Construction of ACACA shRNA expression lentiviral vectors

The human ACACA (GenBank accession code: NM_198834.2) shRNA target sequences were selected using the BLOCK-iT RNAi Designer tool (Life Technologies). Knockdown efficiency of ACACA shRNA constructs was determined by quantitative real-time PCR and western blotting. A pair of DNA oligonucleotides containing the sense target sequence followed by a loop sequence (5′-TCAAGAG-3′) and the reverse complement of the sense sequence were synthesized and annealed at 50 μM in annealing bugger (10 mM Tris-HCl pH 8.0, 50 mM NaCl, 1 mM EDTA) at 95 °C for 10 min, followed by a slow cooling over 1 h to room temperature.

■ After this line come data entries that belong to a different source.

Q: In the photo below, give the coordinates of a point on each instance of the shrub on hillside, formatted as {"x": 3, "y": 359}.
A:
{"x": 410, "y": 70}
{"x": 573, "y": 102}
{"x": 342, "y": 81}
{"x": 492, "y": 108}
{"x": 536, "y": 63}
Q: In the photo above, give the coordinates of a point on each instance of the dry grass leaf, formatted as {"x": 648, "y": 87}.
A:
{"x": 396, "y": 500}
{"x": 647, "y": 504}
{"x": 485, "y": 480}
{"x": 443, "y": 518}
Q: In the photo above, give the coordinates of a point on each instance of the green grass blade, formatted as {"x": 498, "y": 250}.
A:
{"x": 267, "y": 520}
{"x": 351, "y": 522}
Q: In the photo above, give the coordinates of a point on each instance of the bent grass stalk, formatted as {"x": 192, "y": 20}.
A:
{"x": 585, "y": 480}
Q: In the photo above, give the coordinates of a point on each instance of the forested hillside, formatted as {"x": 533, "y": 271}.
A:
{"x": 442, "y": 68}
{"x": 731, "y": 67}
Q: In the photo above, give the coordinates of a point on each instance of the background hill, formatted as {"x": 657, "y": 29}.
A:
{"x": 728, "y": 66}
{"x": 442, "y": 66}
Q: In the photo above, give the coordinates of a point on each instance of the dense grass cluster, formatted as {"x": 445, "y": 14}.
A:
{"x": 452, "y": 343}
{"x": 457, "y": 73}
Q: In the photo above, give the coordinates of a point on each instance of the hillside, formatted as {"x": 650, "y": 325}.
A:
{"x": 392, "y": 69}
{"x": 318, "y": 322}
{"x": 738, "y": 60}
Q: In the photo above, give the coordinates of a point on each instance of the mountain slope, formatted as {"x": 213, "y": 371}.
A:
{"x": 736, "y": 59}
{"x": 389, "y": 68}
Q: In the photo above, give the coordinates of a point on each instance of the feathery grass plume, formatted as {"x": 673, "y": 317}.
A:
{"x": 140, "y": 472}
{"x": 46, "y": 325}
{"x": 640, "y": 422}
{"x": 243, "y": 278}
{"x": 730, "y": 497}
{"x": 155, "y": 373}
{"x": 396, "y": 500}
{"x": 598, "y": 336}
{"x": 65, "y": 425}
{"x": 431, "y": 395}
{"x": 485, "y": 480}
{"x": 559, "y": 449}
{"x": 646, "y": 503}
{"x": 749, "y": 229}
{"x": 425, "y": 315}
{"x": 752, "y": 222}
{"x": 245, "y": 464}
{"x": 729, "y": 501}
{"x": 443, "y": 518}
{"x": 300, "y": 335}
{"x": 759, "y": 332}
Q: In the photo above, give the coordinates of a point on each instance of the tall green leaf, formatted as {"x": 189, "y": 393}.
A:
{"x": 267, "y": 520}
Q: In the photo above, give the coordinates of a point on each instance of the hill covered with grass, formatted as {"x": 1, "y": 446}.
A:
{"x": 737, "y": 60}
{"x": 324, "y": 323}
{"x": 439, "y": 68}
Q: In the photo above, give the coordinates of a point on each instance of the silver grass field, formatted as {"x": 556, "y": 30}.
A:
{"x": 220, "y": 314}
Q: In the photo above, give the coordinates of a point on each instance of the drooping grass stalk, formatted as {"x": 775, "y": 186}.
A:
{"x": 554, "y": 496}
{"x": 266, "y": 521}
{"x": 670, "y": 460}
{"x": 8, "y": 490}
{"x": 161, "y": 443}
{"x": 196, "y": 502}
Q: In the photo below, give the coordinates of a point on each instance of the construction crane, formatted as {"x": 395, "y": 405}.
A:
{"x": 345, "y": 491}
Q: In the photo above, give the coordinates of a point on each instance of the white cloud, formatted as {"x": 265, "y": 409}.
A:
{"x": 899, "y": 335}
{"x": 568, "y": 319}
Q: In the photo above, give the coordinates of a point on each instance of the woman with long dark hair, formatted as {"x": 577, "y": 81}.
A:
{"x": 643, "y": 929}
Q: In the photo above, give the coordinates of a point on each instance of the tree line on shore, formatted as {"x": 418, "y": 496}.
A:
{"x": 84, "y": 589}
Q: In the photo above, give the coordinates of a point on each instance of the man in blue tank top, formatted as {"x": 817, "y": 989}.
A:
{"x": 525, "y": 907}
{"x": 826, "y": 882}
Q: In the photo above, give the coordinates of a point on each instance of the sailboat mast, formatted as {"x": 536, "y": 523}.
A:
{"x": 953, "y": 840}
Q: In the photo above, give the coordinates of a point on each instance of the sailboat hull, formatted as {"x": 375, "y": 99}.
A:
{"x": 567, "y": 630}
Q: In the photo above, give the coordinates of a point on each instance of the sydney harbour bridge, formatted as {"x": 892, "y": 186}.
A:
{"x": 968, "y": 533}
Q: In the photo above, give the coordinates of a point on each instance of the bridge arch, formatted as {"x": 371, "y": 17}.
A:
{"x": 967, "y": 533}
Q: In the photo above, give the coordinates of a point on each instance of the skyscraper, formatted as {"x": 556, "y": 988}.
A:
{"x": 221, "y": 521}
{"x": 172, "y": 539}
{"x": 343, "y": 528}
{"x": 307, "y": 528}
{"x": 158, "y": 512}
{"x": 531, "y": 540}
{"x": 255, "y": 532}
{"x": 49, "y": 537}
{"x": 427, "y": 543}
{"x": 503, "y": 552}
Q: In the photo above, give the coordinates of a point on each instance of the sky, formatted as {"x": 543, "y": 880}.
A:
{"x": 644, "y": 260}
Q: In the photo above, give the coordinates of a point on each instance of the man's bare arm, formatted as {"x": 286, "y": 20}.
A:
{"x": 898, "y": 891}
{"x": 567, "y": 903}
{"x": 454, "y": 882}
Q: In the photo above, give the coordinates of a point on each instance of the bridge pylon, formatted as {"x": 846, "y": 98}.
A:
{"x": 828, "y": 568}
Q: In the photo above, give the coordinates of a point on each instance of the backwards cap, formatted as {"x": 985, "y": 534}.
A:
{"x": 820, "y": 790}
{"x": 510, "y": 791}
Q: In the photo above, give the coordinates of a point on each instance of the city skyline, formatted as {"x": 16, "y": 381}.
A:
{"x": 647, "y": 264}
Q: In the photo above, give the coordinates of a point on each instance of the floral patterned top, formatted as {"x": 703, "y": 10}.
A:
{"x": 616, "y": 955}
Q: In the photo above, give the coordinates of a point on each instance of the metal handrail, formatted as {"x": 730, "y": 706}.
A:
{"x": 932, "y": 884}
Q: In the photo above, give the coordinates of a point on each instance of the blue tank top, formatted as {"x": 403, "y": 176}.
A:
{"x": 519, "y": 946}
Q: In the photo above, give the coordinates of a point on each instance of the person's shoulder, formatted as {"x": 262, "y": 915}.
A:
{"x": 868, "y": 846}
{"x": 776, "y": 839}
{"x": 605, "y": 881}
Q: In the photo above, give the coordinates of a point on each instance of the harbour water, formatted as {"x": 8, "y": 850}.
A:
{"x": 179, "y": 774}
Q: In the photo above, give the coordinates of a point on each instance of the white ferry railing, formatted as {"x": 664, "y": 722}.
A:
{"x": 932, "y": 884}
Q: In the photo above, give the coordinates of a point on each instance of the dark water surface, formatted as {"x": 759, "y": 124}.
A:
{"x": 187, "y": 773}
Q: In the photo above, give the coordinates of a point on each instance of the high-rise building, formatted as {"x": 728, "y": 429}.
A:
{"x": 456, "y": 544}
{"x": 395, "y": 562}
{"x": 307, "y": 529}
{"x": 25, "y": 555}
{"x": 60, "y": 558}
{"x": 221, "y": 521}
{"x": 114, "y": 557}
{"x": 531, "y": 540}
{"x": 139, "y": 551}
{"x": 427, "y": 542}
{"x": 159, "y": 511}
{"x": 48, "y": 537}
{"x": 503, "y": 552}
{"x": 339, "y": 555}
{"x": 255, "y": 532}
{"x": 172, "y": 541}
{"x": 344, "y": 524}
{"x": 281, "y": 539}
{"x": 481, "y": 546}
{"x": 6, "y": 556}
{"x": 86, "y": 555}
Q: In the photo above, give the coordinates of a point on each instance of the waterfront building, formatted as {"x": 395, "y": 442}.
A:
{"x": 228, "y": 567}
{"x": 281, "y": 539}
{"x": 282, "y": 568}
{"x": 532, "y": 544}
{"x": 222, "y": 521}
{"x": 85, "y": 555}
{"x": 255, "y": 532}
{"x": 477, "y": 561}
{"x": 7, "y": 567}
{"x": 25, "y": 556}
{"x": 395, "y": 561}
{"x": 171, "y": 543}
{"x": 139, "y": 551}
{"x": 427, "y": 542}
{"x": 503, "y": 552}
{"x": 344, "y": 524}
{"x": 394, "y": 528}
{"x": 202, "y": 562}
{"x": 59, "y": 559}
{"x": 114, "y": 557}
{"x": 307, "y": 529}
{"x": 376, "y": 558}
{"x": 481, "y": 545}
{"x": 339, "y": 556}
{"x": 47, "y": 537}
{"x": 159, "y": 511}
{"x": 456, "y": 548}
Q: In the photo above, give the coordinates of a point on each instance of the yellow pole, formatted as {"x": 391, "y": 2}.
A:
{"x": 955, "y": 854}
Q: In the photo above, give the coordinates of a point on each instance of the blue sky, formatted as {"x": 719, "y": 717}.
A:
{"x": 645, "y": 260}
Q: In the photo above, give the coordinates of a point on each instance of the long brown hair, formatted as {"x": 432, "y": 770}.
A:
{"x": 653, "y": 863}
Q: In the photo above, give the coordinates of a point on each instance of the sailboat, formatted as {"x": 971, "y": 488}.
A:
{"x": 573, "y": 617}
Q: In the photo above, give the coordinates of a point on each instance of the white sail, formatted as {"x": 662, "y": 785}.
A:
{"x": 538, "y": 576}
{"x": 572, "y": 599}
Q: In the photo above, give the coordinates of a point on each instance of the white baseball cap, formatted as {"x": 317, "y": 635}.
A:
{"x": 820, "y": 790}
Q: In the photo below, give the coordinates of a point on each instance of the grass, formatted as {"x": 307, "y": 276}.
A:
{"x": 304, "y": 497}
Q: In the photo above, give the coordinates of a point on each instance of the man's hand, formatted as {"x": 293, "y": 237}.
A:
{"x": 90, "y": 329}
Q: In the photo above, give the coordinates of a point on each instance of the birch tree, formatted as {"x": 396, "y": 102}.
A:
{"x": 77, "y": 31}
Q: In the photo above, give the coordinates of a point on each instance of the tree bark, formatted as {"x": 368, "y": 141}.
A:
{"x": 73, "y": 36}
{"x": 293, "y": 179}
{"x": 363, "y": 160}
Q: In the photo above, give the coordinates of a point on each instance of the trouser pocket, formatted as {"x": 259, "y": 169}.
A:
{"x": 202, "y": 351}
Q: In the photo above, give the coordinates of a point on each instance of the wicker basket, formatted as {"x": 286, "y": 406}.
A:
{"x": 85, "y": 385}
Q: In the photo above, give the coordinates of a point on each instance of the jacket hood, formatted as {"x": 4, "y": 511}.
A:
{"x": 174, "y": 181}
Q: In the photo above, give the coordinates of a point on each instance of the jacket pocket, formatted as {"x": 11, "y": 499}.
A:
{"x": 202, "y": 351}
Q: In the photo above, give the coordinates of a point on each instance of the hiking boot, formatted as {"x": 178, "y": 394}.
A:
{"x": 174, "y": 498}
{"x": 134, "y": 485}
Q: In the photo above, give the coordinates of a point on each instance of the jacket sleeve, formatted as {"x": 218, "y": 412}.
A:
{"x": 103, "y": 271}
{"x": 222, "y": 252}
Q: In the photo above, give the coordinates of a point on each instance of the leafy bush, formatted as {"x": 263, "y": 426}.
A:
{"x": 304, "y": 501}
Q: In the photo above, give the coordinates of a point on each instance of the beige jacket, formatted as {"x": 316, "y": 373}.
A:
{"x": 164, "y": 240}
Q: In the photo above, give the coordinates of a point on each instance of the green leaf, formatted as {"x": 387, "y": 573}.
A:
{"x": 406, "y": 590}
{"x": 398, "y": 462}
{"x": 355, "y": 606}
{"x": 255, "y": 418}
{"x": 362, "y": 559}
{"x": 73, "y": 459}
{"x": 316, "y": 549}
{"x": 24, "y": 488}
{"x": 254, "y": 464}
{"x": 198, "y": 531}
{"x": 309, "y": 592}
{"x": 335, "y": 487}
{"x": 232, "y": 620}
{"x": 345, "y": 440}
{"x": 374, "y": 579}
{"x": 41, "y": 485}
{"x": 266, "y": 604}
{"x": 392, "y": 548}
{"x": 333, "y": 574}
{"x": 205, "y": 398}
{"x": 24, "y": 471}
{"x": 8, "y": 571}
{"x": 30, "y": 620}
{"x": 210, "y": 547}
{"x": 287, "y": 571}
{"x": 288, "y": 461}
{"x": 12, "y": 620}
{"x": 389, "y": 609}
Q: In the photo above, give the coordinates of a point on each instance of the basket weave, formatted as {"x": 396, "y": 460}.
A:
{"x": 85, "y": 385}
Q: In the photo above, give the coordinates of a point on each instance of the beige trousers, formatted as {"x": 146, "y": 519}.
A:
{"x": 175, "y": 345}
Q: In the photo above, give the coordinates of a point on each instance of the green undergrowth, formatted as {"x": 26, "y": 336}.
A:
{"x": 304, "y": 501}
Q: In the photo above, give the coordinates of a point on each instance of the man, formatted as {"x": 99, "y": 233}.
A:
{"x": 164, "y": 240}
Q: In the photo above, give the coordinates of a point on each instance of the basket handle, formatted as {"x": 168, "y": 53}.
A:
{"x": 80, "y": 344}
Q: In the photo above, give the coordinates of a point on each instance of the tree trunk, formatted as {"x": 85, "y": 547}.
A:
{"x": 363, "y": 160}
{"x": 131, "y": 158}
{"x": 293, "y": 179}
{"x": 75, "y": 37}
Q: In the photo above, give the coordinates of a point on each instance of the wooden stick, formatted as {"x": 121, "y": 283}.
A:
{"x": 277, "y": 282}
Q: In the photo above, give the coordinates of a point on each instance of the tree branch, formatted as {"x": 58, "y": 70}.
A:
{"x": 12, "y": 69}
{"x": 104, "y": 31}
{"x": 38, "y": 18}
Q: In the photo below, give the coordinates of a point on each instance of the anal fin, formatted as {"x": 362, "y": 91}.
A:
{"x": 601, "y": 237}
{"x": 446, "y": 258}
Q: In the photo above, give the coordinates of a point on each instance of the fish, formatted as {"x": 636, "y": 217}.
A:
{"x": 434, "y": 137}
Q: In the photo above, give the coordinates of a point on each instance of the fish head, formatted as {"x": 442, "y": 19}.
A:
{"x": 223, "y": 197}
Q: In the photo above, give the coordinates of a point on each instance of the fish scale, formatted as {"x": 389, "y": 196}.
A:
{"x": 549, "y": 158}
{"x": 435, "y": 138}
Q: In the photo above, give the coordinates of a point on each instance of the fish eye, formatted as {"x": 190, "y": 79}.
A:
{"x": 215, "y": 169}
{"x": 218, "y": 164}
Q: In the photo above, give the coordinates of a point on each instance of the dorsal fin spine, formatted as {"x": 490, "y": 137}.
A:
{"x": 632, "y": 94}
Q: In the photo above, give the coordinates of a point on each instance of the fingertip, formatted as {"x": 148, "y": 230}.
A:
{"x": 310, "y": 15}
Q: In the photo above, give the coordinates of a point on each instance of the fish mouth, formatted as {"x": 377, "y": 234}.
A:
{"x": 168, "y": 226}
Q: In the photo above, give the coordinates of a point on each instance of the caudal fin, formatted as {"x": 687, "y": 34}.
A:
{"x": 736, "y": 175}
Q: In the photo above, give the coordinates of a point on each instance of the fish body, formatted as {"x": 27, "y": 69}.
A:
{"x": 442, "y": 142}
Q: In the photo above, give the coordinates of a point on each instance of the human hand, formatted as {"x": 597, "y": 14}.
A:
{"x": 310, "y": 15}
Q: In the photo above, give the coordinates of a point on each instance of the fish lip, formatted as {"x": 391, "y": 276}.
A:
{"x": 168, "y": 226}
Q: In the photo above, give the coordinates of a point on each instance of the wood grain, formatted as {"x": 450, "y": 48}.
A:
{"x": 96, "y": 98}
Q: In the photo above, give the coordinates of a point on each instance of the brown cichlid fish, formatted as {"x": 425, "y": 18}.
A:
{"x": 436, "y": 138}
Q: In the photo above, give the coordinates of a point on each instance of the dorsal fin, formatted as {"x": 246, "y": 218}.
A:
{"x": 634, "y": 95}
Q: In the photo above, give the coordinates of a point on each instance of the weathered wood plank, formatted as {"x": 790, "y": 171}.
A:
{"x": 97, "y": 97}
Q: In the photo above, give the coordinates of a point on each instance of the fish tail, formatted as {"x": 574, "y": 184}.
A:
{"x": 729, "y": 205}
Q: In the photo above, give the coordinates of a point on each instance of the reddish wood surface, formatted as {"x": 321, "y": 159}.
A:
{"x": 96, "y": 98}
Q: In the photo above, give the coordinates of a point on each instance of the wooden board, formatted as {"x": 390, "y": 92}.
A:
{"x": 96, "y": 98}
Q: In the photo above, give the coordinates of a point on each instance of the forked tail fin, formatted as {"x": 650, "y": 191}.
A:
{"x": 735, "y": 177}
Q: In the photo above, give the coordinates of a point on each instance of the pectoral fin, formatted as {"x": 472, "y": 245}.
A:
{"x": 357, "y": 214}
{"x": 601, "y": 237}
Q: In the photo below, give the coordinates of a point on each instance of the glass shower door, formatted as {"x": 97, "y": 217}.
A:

The double-stranded DNA template was then cloned into the pRSI9 DECIPHER shRNA expression vector (Cellecta, Mountain View, CA) digested with BsbI. The ACACA sequences targeted by shRNA vectors used in this study were 5′-UGGCAUUGCAGCAGUGAAA-3′(shRNA 1); and 5′-UGGAAUGAUUGCUGGAGAA-3′ (shRNA 2). shRNA 3 5′-GUGCUGGGACUGUGGAAUA-3′ was not found to be on-target.

Statistical data analysis

Unless otherwise stated, P values comparing two means were calculated using the two-tailed unpaired Student’s t-test in Prism version 6 (GraphPad Software, Inc. La Jolla, CA). For in vivo engraftment data, non-parametric Mann–Whitney U-test was used. A P value <0.05 was considered statistically significant. IC₅₀ values were determined using the dose response (inhibition) function in Prism version 6.0. The data were normalized and fitted using a variable Hill Slope model.

Comparison with DAISY

Since the DAISY paper²¹ does not include any predictions for missense mutations, we reimplemented DAISY as described in the paper and applied it to the IDH1 mutation. As described in the paper, DAISY has three inference strategies: (1) Genomic survival of the fittest, (2) shRNA-based functional examination, and (3) pairwise gene co-expression. DAISY intersects the predictions from these three inference strategies to determine its list of candidates for a specific alteration. For steps 1 and 3, we used the same thresholds as outlined in the Methods section in the paper. Since the IDH1 mutation is present in very few cell lines (<2%), the shRNA-based functional examination cannot be done for this particular mutation. Hence, we excluded step 2 from the analysis. Thus the list of DAISY candidates for the IDH1 mutation was obtained by intersecting the results from steps 1 and 3.

Data availability

All relevant data are available from the authors.